監督:辻仁成
出演:アントニオ猪木
林凌雅
北村一輝
辻仁成が結構な嫌われ者のせいかどうか知らないが、何故か公開までに2年もかかったり、せっかく猪木さんを主演に迎えての作品なのに世間から無視されている感のあるこの作品。なかなか悪くないし、もうちょっと日が当たってもいいのではないかと思ってしまう。
素な感じの猪木さんの演技はとてつもなく愛おしいし、最後の方では「例えほうきが相手でも名勝負ができる」と評された猪木さんの神業プロレスの片鱗も拝める。子役の林凌雅も役になりきってよくやっている。
6歳の時に小児ガンで亡くなった最初の娘のこと、おそらく今でも大好きな元妻(倍賞美津子)のことなど、猪木さんが演じながらどんな心象を描いていたのか、そういったことに思いを馳せながら見るとさらに感慨深い。
猪木さんの元妻が石田えりって、若過ぎでしょ、昔の写真とつじつまが合ってないよ、と突っ込みたくなったりもするが、そこはご愛敬。(さすがに倍賞美津子は使えなかったんだろうな・・・)

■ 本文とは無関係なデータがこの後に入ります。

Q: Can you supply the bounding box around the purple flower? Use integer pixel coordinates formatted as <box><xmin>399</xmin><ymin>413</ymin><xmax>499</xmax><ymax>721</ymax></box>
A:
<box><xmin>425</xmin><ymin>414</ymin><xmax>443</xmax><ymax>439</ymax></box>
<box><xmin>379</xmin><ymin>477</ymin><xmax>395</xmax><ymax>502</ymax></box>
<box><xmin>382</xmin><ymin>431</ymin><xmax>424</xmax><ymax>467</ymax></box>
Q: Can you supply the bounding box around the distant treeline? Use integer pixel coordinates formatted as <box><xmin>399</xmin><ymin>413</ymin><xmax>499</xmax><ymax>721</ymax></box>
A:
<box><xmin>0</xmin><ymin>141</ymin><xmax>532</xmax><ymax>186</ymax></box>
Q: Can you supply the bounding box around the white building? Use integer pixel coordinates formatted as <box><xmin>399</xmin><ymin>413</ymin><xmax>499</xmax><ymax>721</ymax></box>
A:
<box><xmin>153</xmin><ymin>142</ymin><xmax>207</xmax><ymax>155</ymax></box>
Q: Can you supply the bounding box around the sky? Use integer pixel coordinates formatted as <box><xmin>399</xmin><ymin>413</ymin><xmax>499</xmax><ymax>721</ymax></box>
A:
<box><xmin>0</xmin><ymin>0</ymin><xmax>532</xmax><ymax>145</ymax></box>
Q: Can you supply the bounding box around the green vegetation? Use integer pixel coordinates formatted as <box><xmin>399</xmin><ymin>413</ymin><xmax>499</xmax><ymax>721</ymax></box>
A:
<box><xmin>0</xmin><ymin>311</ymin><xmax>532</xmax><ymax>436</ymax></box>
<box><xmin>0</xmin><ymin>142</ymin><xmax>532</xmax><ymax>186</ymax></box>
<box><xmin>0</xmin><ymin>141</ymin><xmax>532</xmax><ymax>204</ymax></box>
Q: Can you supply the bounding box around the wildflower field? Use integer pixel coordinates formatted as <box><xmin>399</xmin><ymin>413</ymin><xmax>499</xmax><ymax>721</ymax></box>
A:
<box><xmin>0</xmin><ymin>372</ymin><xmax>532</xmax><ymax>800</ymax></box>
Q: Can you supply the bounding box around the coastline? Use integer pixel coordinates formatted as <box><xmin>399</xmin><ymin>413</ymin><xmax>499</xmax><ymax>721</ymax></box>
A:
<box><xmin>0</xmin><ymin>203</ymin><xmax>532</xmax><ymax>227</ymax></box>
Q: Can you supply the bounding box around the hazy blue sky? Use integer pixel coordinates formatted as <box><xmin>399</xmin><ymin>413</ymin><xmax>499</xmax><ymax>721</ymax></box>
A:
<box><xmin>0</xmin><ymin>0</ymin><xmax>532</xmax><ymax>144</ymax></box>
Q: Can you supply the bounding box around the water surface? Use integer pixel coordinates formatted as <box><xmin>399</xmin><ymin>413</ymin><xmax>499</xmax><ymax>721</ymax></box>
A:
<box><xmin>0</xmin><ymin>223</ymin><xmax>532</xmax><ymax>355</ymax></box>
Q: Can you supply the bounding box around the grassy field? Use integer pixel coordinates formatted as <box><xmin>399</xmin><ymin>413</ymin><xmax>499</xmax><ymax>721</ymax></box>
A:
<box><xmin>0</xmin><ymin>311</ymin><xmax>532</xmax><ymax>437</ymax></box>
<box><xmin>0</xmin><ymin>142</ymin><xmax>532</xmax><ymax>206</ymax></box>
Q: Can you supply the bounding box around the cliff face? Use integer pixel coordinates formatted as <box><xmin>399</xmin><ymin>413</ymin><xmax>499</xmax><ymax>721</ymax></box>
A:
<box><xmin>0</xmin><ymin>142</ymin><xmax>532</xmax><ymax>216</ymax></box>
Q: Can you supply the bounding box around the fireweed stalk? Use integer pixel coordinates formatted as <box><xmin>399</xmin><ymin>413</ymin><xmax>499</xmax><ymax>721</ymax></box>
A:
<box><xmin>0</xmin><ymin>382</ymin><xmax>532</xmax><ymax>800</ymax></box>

少し懐かしい感じの自然が残った町並みや美しい景色も素晴らしいし、舞台が老人ばかりの団地なのに妙に明るいのもいい感じ。全体に展開がスローで、のめり込んで見るようなタイプの作品ではないけれど、とても優しくて、寂しいけれど希望もあり、静かだけれど暗くない。死を強く意識しつつ、再生を描いている。結構いい映画だと思います。